Schema for image captioning operations in Gen AI applications.

This module defines the data structures for representing results from image captioning operations. It provides: 1. Result class for image captions 2. Support for multiple caption types 3. Metadata storage 4. Domain knowledge integration 5. External context support through attachments

Caption

Bases: BaseModel

Result class for image captioning operations.

This class extends ImageToTextResult to provide a structured format for image captioning results, supporting: - Multiple caption types (one-liner, detailed, domain-specific) - Caption count tracking - Metadata storage for processing details

Attributes:

Name Type Description
image_one_liner str

Brief, single-sentence summary of the image. Defaults to empty string if not provided.

image_description str

Detailed, multi-sentence description of the image. Defaults to empty string if not provided.

domain_knowledge str

Domain-specific interpretation or context. Defaults to empty string if not provided.

number_of_captions int

Total number of distinct captions generated. Defaults to 0 if no captions are generated.

image_metadata dict[str, Any]

Additional information about the image such as image location.

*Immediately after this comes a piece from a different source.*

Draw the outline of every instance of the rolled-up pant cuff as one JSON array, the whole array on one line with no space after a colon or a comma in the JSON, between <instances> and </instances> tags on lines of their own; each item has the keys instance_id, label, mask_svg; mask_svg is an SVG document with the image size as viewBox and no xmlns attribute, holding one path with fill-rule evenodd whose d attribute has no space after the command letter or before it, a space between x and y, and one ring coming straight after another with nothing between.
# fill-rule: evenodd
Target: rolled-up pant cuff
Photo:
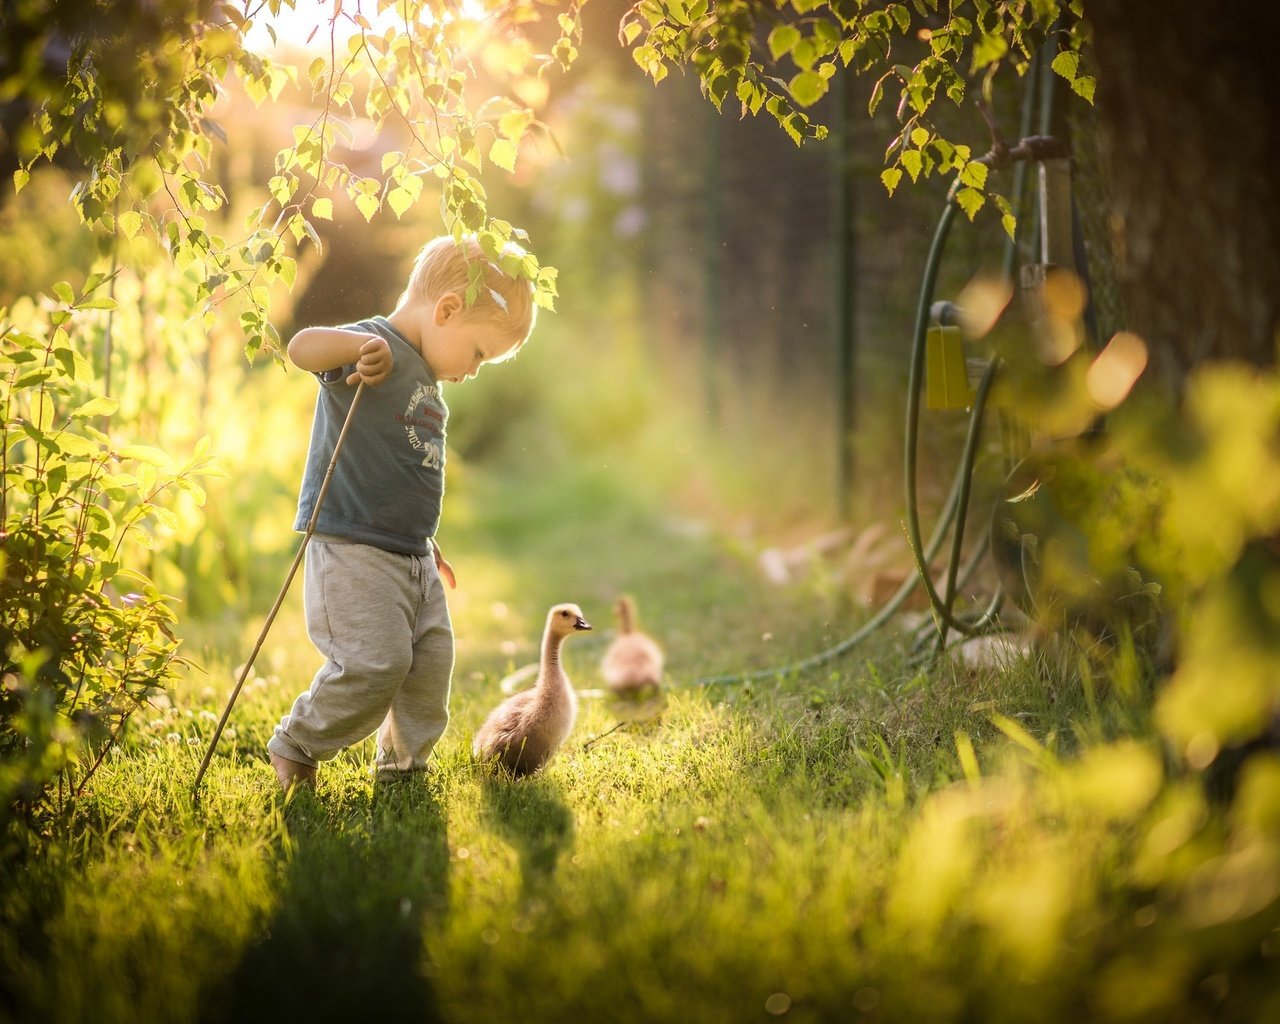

attachments_context list[Attachment]

Optional list of external context objects (files, bytes, or pre-processed inputs) that can enrich captioning results. Bytes are automatically converted into Attachment objects via Attachment.from_bytes.

output_schema str

Output schema. Defaults to empty string if not provided.

schema_description str

Schema description. Defaults to empty string if not provided.

language str

Language of the captions. Defaults to "Indonesian" if not provided.

handle_none_attachments(attachments_value)

Normalize and validate attachments_context.

This method ensures that the attachments_context field is always a list of Attachment objects. It handles multiple input cases:

  • None -> returns an empty list
  • list[bytes] -> converts each item into an Attachment via Attachment.from_bytes
  • list[Attachment] -> keeps as-is
  • list[mixed] -> normalizes supported types, raises error on unsupported types
  • any other type -> raises TypeError

Parameters:

Name Type Description Default
attachments_value Any

Input value provided to attachments_context.

required

Returns:

Type Description
Any

list[Attachment]: A normalized list of Attachment objects.

Raises:

Type Description
TypeError

If an unsupported type is provided (e.g., str, dict).

handle_none_metadata(metadata_value) classmethod

Handle None values for image_metadata by using empty dict.

handle_none_number_of_captions(caption_value) classmethod

Handle None values for number_of_captions by using default.

handle_none_values(str_value) classmethod

Handle None values by converting them to default values.